The problem of the 'privatization' of aid once it reaches the danger zone is documented in myriad countries. Another problem, seen in Afghanistan especially, but most well documented in Haiti, is that the aid affort is often poorly coordinated and bypasses the very organs of the target country that it hopes to eventually bolster. This is the paradox of humanitarian intervention. The U.N. humanitarian coordinator, John Holmes, spoke openly of this problem with regard to Haiti. 

And then there is donor fatigue, the phenomenon in which each new 'catastrophe' is met with ever greater apathy. Donor fatigue was blamed for a poor response to the Pakistan floods in 2010 though it is probable that there was also a clash of civilizations antipathy to that country from many Western onlookers. 

Linda Polman catalogues the ways in which NGOs actually prolong insecurity in her book "War Games: The Story of War and Aid in Modern Times". In the review of the work by Joanna Bourke, she notes how aid give "succour" to the bad guys. Bourke further notes that:

Those who seek to profit from humanitarian aid have ingenious way of doing so. After starving his own people during the Biafran conflict of the late Sixties, Colonel Emeka Ojukwu enlisted a Geneva PR company to take photographs of starving children to help to mobilise world opinion in his favour. As John Graham, of Save the Children, complained: “If you don’t have starving babies, you don’t get the money.”

All of which makes the giving of aid a complex issue.
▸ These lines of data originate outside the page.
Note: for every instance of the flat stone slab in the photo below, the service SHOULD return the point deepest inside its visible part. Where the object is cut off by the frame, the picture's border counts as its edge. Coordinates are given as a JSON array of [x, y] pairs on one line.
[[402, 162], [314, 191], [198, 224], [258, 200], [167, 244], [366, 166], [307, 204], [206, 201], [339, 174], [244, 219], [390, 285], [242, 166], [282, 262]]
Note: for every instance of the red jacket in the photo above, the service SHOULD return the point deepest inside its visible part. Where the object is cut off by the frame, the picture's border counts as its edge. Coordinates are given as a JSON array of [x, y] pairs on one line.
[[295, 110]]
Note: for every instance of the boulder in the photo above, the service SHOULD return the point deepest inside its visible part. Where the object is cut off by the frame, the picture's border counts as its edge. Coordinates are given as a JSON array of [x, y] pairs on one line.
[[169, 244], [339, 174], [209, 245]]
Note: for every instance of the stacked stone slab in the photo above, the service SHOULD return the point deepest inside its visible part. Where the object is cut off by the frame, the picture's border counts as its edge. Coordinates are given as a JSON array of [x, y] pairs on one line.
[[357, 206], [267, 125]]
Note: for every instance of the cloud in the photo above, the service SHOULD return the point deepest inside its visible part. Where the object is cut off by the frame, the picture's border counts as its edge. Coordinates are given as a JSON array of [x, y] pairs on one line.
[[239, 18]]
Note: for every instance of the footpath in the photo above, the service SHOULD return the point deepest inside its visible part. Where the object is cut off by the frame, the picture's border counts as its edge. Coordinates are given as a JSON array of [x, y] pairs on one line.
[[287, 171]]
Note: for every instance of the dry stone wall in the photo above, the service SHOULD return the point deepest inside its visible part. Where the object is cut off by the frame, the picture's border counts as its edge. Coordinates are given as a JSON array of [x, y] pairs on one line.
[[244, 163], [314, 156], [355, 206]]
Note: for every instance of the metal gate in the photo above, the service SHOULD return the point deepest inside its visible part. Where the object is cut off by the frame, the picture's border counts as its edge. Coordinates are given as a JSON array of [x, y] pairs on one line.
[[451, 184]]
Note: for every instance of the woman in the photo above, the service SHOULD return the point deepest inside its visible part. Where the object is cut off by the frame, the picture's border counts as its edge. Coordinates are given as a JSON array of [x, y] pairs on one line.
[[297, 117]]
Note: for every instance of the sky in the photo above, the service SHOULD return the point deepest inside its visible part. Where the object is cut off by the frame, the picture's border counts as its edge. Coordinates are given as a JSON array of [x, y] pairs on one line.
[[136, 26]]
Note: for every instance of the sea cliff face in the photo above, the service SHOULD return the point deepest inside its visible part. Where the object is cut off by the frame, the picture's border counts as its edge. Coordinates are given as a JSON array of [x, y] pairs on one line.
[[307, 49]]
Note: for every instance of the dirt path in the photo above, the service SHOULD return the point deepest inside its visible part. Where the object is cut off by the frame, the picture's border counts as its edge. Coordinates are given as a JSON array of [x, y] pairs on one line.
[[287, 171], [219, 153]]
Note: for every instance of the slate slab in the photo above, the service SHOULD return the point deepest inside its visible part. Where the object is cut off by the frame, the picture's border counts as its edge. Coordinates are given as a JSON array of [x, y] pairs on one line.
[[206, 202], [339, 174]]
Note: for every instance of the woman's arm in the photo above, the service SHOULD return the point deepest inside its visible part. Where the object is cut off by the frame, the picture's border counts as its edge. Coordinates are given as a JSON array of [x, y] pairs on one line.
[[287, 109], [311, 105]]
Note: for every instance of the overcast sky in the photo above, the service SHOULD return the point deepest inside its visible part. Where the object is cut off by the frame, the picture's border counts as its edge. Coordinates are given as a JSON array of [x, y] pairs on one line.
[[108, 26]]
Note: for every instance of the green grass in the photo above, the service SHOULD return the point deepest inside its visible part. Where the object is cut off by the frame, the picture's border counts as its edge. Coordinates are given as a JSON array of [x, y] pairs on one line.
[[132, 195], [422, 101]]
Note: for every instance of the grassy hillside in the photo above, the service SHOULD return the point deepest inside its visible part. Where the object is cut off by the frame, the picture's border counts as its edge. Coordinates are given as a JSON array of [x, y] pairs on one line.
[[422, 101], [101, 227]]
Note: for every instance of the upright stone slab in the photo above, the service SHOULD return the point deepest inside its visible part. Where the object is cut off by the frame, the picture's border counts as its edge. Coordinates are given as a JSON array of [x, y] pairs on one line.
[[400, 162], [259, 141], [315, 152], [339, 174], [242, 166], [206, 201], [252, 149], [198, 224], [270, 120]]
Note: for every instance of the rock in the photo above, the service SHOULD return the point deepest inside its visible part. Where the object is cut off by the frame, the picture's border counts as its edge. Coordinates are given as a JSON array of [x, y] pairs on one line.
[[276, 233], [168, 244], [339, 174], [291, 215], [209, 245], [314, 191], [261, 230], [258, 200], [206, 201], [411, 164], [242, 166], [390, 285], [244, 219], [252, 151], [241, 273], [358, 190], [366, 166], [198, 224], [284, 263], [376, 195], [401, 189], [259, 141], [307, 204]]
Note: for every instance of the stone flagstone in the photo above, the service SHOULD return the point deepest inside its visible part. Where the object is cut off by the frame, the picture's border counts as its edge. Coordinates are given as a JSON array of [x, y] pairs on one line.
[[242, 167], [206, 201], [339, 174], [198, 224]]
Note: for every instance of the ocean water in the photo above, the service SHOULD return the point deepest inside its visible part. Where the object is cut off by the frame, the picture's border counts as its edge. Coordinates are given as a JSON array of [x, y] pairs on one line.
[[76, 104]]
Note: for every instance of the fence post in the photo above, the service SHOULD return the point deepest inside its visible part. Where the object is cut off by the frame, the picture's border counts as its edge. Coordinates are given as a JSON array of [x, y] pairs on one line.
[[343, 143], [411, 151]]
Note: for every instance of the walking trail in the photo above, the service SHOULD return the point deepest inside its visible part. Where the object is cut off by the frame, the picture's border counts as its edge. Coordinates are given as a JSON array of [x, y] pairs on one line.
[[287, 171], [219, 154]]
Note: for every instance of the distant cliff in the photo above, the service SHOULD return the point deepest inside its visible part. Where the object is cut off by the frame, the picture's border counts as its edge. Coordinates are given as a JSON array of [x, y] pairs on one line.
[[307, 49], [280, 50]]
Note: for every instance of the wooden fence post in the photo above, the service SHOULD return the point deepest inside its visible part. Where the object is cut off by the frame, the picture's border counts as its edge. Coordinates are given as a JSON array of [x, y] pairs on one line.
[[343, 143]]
So when the U.N pleaded for aid for the famine in Somalia at the start of August 2011, amid claims, notably from Baroness Amos that 2500 people a day could die from the famine with 3.7 million at risk. Sen is probably nodding though, as some believe that the famine is as much about failed government as failed rains. Kenya has turned into a refugee camp as 1300 Somalis a day cross the border. Across the entire Horn of Africa, it's believed that as many as 12.4 million people are at risk of starvation. It needs between $1.5 and $2.5 billion to fund a relief effort. Al-Shabab is blocking access to 2.2 million though it has lost control in areas of Mogadishu since the private US military contractor, Bancroft Global Development, has been training African troops in urban counter-insurgency tactics.  

So what to do - give, as a moral responsibility, aware that your contribution could end up funding the Shabab, an Islamist militia which has been subject to Mi5 warnings that British Somalis trained by the group will return to Britain and commit atrocities? The choice, of course, is a philosophical one.